This was our second lecture on reproducibility and replication in which we discussed false discoveries, effect sizes, and p-hacking / researcher degrees of freedom.
The previous lecture provided a high-level overview of the ongoing replication crisis in the sciences. In this lecture we continued the discussion, first by talking about false discoveries. Following Felix Schönbrodt’s excellent blog post, we talked about how underpowered studies lead to false discoveries. Then we went on to discuss effect sizes, specifically Cohen’s d and the AUC, through this excellent visual tool.

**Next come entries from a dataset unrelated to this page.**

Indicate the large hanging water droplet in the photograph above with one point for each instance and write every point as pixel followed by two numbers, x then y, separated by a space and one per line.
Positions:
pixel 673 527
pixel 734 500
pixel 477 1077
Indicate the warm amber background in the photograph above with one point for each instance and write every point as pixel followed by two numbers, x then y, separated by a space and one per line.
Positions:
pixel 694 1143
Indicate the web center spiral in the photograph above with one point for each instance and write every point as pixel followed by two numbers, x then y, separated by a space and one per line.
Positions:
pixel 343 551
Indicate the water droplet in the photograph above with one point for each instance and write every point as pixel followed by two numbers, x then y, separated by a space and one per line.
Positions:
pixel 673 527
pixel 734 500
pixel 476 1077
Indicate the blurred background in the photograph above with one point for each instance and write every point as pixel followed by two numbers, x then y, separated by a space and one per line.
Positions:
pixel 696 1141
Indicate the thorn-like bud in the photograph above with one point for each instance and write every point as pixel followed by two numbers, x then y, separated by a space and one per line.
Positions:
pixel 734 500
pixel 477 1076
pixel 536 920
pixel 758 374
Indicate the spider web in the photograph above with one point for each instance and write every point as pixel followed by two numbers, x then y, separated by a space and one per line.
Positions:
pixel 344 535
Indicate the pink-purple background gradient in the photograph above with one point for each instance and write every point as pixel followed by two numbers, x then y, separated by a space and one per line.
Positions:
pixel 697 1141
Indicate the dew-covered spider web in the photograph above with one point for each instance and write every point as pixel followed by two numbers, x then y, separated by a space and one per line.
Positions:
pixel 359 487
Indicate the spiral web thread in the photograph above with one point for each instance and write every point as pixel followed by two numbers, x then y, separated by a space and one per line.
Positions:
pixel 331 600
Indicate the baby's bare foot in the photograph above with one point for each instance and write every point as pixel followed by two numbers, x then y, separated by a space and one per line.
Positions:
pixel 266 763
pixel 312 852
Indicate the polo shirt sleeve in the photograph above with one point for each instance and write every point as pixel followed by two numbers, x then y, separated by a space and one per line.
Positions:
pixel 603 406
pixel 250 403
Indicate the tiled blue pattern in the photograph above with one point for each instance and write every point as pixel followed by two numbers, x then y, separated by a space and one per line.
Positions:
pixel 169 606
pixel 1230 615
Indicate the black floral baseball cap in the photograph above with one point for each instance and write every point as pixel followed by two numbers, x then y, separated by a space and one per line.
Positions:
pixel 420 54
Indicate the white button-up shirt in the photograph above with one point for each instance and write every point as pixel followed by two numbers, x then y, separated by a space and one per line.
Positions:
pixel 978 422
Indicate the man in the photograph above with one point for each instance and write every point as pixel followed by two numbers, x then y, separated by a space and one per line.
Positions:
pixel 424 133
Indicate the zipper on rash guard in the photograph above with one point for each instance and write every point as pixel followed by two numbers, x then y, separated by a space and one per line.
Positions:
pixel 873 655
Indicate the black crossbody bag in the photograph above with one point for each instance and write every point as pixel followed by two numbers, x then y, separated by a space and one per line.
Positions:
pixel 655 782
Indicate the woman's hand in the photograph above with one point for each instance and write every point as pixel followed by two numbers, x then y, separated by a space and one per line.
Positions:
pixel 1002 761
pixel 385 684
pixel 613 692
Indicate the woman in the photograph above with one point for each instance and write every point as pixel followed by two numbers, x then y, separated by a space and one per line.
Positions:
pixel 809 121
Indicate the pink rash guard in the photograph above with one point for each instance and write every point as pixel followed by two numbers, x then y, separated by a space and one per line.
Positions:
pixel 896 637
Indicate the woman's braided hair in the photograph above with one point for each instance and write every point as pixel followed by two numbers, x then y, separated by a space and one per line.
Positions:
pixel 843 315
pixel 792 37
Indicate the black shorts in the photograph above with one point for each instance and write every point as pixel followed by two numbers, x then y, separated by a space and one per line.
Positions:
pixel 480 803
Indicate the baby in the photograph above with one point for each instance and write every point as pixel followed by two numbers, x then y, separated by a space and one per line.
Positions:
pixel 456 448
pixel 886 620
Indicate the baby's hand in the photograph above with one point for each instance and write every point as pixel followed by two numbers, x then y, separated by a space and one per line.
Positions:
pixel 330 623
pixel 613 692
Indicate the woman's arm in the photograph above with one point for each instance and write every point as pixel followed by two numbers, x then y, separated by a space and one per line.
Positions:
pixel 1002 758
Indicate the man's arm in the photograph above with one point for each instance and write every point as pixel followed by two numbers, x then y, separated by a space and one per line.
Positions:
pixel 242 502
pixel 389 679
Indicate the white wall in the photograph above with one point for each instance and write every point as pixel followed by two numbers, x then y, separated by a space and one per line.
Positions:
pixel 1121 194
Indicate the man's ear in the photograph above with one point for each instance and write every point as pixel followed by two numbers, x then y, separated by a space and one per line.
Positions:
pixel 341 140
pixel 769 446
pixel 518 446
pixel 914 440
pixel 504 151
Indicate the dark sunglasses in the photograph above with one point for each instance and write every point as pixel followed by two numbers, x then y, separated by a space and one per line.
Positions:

Next we spoke about post-hoc data analysis and p-hacking. We looked at the False-Positive Psychology paper by Simmons, Nelson & Simonsohn, which has an illustrative example of how one can arrive at non-sensical conclusions if there’s enough flexibility in data collection and analysis. Gelman and Loken’s The Garden of Forking Paths makes a similar point, noting that this can often occur without mal intent on the part of the researcher. While these issues are complex, there are few best practices (e.g., running pilot studies followed by pre-registration of high-powered, large-scale experiments) that can help mitigate these concerns. Registered reports are a particularly attractive solution, wherein researchers write up and submit an experimental study for peer review before the study is conducted. Reviewers make an acceptance decision at this point based on the merit of the study, and, if accepted, it is published regardless of the results. We also discussed how these ideas that come largely from randomized experiments might be adapted for observational studies.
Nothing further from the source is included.